The Walt Disney Company has reported earnings for its fiscal third quarter, revealing its Parks, Experiences and Products segment took a $3.5 billion hit on operating income due to COVID-19.
As predicted, the most significant impact of the coronavirus pandemic was on the Parks, Experiences and Products segment, as most Disney Parks were closed for the entire quarter.
In an earnings call, Disney CEO Bob Chapek said: “We’ve done a responsible phase three opening of our parks in Shanghai, Paris, Tokyo in Orlando, as well as our shopping and dining area, Downtown Disney, in Anaheim.”
The negative impact on Parks, Experiences and Products was partially offset by a positive impact at Media Networks.
In total, Disney estimates the net adverse impact of COVID-19 on operating income in Q3 was around $2.9 billion, inclusive of the impact on Parks, Experiences and Products.
Disney Parks were closed during Q3 2020
Parks, Experiences and Products revenues for the quarter decreased 85 percent to $1 billion, and segment operating results decreased $3.7 billion to a loss of $2 billion.
Lower operating results for the quarter were due to decreases at theme parks and at merchandise licensing and retail businesses, but to a lesser extent.
Capital expenditures decreased from $3.6 billion to $3.3 billion, driven by lower spending at US parks, and primarily down to a decrease in spending at Star Wars: Galaxy’s Edge.

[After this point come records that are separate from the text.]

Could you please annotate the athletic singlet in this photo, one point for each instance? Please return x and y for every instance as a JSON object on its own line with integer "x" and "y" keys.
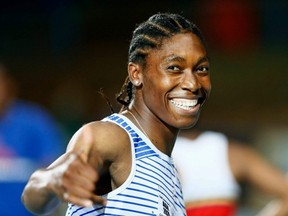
{"x": 152, "y": 188}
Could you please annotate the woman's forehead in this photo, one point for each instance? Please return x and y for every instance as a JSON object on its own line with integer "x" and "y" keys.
{"x": 179, "y": 46}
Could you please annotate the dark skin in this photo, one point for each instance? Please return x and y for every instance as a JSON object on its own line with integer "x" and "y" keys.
{"x": 169, "y": 93}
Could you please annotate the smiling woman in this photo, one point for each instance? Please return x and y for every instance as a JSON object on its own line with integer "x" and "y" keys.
{"x": 168, "y": 82}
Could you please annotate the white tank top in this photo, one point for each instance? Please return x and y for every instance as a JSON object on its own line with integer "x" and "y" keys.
{"x": 152, "y": 188}
{"x": 204, "y": 168}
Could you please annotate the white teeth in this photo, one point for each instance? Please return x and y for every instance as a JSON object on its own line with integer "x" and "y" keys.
{"x": 184, "y": 103}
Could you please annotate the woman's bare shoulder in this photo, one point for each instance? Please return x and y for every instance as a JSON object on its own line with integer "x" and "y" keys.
{"x": 103, "y": 138}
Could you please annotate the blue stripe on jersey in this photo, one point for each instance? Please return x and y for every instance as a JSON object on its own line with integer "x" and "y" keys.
{"x": 152, "y": 188}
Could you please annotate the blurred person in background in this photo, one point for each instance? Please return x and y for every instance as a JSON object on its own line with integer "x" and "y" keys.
{"x": 29, "y": 139}
{"x": 212, "y": 166}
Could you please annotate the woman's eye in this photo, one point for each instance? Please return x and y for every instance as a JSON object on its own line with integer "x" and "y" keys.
{"x": 203, "y": 69}
{"x": 173, "y": 68}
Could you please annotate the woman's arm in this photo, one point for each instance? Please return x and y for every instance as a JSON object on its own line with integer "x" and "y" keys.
{"x": 71, "y": 178}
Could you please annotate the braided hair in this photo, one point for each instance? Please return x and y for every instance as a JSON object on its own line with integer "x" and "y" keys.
{"x": 149, "y": 35}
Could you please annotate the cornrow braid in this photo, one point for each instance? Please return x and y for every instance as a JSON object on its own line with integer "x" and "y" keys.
{"x": 149, "y": 35}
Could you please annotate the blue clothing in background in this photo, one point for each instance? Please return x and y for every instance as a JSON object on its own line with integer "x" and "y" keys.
{"x": 29, "y": 139}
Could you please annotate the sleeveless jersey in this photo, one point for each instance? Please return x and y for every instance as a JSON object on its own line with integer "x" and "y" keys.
{"x": 152, "y": 188}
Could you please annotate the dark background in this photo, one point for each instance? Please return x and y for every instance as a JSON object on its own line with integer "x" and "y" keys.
{"x": 63, "y": 52}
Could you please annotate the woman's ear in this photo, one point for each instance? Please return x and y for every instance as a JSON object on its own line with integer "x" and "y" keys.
{"x": 135, "y": 73}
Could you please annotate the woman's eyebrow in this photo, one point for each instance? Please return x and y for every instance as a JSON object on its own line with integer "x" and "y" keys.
{"x": 174, "y": 58}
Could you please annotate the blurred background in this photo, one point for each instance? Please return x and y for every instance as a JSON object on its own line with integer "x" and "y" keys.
{"x": 62, "y": 52}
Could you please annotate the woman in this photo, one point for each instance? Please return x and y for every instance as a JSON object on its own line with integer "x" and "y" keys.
{"x": 168, "y": 82}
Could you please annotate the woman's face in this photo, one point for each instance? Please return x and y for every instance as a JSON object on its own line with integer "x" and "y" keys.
{"x": 176, "y": 80}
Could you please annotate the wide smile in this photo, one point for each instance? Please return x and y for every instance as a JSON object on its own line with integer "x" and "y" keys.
{"x": 185, "y": 104}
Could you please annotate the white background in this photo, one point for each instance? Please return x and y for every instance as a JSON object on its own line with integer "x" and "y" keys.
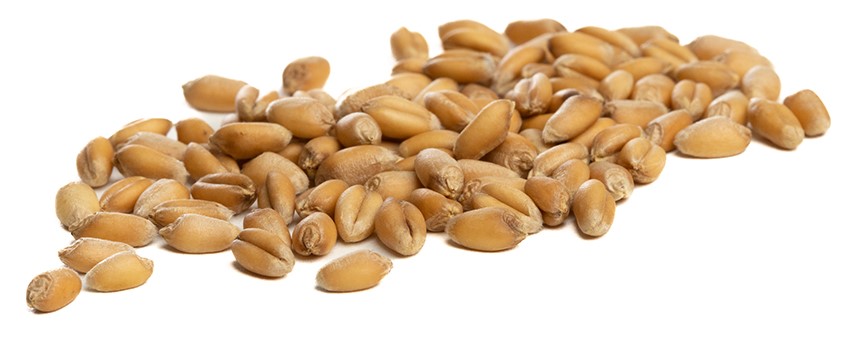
{"x": 750, "y": 245}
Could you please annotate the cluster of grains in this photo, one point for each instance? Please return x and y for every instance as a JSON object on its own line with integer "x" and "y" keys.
{"x": 491, "y": 140}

“At Walt Disney World, we are achieving our objective of driving a positive net contribution at current attendance levels, and we expect demand will grow when the COVID-19 situation in Florida improves,” said CFO Christine McCarthy.
“We are also closely monitoring trends at our reopened sites internationally. In particular, we have been pleased with what we’ve seen at Shanghai since reopening in May.”
Disney “closely monitoring trends” at reopened parks
Chapek also said during the call that there is “some level of trepidation to travellers who are anxious about long distance travel jumping on a plane and flying to Walt Disney World”.
“What we’ve done is used our strategy for yielding and made sure that every day we’re pretty close to the percentage of the park that we can fill and still maintain the social distancing,” added Chapek.
“We just replace local and annual passholders with some of the fall-off we’ve necessarily seen from the long distance travelers. I will say that our research indicates that, and our bookings indicate, that we should be in good shape once consumer confidence returns.”
Tokyo Disney Resort operator OLC recently released its financial results for Q1 2020, also unveiling its plans for growth and investments at Tokyo Disneyland and Tokyo DisneySea.